Article extrait du Plein droit n° 83, décembre 2009
« Codéveloppement : un marché de dupes »
Couleuvres sénégalaises
Lorna McCallum
Diplômée en science politique, université Paris I Panthéon-Sorbonne.
À l’occasion de la signature avec le Sénégal d’un accord de gestion des flux migratoires, le 23 septembre 2006, Nicolas Sarkozy déclarait : « Le Sénégal est aujourd’hui touché de plein fouet par un phénomène dramatique : celui de la fuite d’une partie de sa jeunesse dans des conditions souvent tragiques. […] Face à ce drame, la France est totalement solidaire du Sénégal.
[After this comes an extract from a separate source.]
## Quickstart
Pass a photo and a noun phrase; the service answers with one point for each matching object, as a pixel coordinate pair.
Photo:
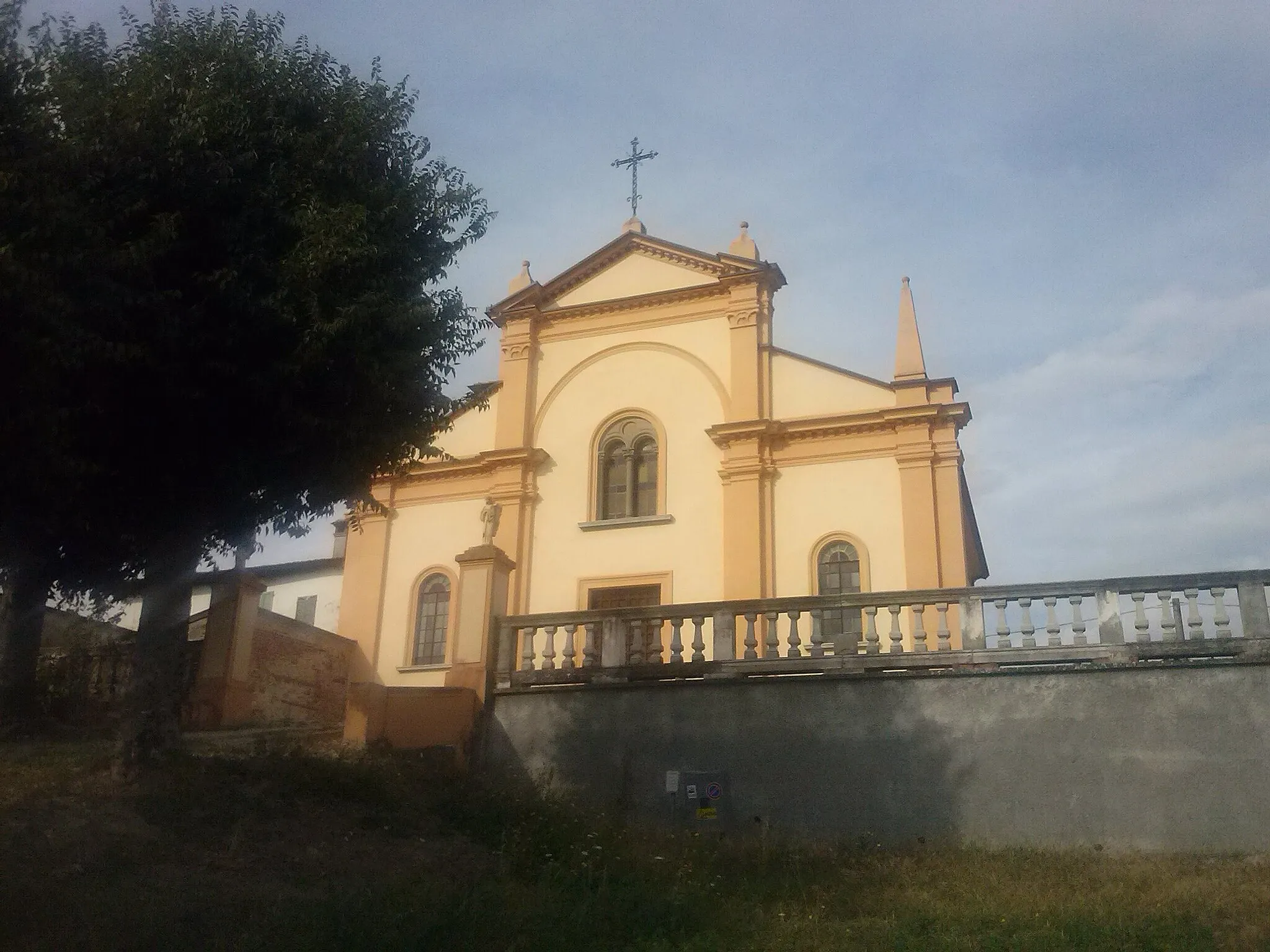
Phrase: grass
(385, 853)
Ma présence aujourd’hui à Dakar est le signe de cette solidarité ». Soucieux également de combattre le départ vers la France des personnes qualifiées, le ministre de l’intérieur ajoutait : « l’accord a aussi pour objectif fondamental de lutter contre le pillage des cerveaux, la fuite des compétences et des talents du Sénégal ».
Ce discours généreux est-il le reflet d’une véritable concertation entre la France et le Sénégal ? L’accord prend-il véritablement en compte le « phénomène dramatique » que représentent la fuite des jeunes d’une part, celle des élites d’autre part ? Quel impact aura-t-il sur la migration professionnelle ?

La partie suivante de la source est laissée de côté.